A few months ago I sat with him to help him sign up for Facebook and it kept refusing him. Eventually I realized it was because he was too young. We tried to sign him up again, and I just kept looking at the birth-years it was offering. Having him claim to be born in 1996 was just so wrong to me.
I'm not always this clear on things. I don't have a firm stance on teeth-brushing (once a day is fine? skip it? no problem), movie ratings (I took him to see R-rated Kick-ass a few weeks ago and we both loved it), and we have very few limits on television--even just let him watch this (particularly brutal) season of 24. And in many ways I'm more permissive than many of these other moms. He's been riding the subway independently since he was ten, and did I mention I took him to see Kick-ass?
I've always enjoyed letting him be as up on what's current as he wants to be; I'm happy to send him out into the world able to keep up with water-cooler conversation. His love of Yu-gi-oh, and his ability to hold his own in a conversation about it, is what firmed up a bunch of his friendships on the first day of kindergarten, when he went off--painfully shy--to a brand new school. In theory I'd love him to have a Facebook account so he could communicate with every other boy in his class who has one. His email box is always full of new invitations to join. He can't believe I won't let him.
And I can't believe I'm the only hold-out. I'm universally undecided about things, and easily swayed.
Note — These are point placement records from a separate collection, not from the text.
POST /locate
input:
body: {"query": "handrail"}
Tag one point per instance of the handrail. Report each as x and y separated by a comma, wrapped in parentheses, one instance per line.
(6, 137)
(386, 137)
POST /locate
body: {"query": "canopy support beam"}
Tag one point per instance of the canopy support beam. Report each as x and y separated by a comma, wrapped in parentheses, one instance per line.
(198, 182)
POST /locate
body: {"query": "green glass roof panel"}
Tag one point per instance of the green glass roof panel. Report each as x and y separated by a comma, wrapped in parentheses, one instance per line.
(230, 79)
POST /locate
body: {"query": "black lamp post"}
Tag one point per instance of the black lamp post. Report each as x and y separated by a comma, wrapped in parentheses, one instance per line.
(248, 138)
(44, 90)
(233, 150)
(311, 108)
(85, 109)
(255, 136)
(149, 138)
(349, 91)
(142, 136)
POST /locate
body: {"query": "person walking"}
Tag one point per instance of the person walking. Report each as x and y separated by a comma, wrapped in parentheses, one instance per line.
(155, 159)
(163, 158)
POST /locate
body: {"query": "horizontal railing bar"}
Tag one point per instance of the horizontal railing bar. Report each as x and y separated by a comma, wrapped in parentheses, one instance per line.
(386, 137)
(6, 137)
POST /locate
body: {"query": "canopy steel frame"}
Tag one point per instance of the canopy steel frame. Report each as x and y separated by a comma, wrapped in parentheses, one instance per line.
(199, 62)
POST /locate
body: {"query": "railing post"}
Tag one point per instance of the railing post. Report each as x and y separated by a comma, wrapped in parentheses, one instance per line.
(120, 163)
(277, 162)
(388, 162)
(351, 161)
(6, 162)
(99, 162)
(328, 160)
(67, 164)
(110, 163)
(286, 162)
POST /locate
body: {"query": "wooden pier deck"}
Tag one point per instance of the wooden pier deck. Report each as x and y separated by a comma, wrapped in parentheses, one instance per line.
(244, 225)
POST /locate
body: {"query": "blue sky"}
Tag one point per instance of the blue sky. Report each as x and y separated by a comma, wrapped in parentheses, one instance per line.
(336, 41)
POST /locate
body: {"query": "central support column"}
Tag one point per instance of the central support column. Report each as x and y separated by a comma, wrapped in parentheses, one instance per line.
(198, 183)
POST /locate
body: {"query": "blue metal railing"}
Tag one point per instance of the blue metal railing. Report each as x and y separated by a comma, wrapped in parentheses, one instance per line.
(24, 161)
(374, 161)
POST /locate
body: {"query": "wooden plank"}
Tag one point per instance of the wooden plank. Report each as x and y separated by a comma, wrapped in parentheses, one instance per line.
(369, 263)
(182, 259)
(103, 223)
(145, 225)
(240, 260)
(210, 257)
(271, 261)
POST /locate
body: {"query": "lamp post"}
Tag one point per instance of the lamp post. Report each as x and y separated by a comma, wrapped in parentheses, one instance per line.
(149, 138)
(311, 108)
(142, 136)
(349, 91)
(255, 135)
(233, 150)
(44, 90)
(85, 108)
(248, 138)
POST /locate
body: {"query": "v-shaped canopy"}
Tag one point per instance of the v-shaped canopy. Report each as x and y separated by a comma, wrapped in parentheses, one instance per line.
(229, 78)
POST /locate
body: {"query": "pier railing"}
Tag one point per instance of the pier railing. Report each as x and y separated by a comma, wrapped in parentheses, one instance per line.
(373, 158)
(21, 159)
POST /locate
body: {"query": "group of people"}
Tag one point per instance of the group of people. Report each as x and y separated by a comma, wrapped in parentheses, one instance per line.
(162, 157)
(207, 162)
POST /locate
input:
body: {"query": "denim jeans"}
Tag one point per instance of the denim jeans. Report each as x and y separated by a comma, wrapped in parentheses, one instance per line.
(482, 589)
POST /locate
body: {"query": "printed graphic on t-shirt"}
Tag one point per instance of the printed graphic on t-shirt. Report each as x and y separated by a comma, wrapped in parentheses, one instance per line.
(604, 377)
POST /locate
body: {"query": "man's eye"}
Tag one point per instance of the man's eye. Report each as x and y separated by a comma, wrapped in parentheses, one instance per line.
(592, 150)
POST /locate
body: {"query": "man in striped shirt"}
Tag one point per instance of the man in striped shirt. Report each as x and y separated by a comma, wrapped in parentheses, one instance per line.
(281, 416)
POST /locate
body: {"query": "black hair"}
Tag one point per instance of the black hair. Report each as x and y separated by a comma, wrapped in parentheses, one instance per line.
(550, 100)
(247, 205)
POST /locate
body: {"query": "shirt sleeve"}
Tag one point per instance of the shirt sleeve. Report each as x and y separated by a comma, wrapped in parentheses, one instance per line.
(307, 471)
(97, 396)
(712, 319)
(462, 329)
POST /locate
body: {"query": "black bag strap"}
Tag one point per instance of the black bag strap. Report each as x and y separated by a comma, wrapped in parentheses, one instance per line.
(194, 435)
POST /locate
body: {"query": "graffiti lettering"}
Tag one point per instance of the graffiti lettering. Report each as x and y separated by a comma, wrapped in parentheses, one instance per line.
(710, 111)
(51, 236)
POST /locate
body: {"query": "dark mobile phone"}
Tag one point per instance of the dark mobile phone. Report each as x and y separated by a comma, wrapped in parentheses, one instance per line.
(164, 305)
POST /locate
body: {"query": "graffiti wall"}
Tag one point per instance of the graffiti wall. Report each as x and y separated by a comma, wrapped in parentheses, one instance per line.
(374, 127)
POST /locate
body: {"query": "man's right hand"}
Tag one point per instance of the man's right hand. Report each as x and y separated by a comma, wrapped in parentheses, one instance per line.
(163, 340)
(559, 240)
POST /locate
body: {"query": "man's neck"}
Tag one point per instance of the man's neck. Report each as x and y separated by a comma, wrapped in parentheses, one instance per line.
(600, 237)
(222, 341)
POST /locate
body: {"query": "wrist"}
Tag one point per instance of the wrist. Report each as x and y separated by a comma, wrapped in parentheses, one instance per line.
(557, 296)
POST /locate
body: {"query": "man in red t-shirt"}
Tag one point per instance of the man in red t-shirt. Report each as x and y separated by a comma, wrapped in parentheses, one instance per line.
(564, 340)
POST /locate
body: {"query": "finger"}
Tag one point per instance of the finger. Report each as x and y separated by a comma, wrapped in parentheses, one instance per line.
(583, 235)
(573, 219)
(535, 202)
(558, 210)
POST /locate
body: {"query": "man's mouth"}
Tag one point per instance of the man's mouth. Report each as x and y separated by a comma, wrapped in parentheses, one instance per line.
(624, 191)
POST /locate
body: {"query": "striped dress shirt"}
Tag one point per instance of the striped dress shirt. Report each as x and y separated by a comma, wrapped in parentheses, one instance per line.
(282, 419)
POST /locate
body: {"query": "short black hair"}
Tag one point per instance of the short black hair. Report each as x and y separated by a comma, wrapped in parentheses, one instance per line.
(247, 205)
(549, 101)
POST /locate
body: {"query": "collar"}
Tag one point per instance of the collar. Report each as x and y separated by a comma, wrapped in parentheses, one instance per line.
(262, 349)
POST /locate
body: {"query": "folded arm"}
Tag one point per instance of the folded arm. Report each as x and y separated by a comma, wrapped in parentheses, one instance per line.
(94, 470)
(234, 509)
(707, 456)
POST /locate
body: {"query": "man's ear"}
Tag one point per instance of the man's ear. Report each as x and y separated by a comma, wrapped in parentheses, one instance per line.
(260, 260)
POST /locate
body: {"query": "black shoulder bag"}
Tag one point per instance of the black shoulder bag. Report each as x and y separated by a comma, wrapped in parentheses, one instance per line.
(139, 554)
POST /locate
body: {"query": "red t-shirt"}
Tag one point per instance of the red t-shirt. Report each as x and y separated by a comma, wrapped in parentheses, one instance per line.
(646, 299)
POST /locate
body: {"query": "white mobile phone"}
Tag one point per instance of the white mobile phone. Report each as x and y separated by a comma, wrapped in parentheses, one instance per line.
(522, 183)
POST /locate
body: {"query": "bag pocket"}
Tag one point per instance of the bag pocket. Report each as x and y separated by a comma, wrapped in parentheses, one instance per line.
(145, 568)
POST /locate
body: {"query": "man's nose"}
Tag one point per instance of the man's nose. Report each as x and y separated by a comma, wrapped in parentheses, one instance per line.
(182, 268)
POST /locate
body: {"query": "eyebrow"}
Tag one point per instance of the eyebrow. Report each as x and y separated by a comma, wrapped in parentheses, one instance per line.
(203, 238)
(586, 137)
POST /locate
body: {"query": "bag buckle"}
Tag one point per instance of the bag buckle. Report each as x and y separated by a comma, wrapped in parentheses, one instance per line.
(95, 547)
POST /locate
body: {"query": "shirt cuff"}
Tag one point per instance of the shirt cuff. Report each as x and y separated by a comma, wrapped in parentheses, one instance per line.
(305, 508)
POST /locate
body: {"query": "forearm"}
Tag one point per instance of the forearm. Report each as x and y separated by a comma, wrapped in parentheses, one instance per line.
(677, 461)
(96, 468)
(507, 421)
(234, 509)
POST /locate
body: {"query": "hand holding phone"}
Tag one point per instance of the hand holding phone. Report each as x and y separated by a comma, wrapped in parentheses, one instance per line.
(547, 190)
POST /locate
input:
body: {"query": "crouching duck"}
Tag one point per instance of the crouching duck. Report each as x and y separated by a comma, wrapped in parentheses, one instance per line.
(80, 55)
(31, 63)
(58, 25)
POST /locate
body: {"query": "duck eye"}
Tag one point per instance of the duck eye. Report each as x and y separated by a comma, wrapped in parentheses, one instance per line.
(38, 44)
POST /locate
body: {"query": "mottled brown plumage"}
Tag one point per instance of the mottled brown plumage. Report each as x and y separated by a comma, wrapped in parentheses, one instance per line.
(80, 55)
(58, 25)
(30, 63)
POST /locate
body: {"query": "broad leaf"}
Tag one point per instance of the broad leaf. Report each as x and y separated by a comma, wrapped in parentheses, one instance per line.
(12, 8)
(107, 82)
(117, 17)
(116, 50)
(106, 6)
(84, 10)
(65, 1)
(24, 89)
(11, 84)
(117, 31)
I have a friend who feels like tattoos are the devil (I don't) and would much rather have her daughter pierce her belly button than ever ever get a tattoo. This baffles me, and reinforces for me how wishy-washy I tend to be about certain things. In my mind the piercing is so much more drastic. But tattoos or piercings? I don't know how I feel about them. And in reality, I'd probably be fine with either one.
But lying to join Facebook? I'm clear on this. I've let him order things online where he's had to check a box saying he was 18--because it was a one-time purchase and he was just the one at the keyboard handling the transaction. But claiming to be two years older to enter into this whole Facebook thing just seems drastic. He'll probably be on Facebook for the rest of his life. It's a longtime relationship, not a one-off like a movie or a pair of sneakers. I had a shtick at one point about how he'd be aging himself by two years, and that that would just be a crazy thing to do since those extra two years would just follow you online--forever (college applications, job interviews). It does occur to me though that you can probably change your age as often as you change your profile picture or your status. Maybe that's what all his friends will do (will the people at Facebook notice that some kids stay thirteen for two or three years?) Still. It just seems wrong.
And all of his friends are doing it? What are all of these parents thinking? Some of the most hyper-worried overly protective moms I know are allowing their eleven year olds to claim to be thirteen? Seriously, I'd love to know why. And not because I'm freaky-prudish about things because I am not freaky-prudish about anything. I'd just love to know how they justify it. I'm very curious to know how I--of all people--am the single unflinching parent out here. I am never THAT parent.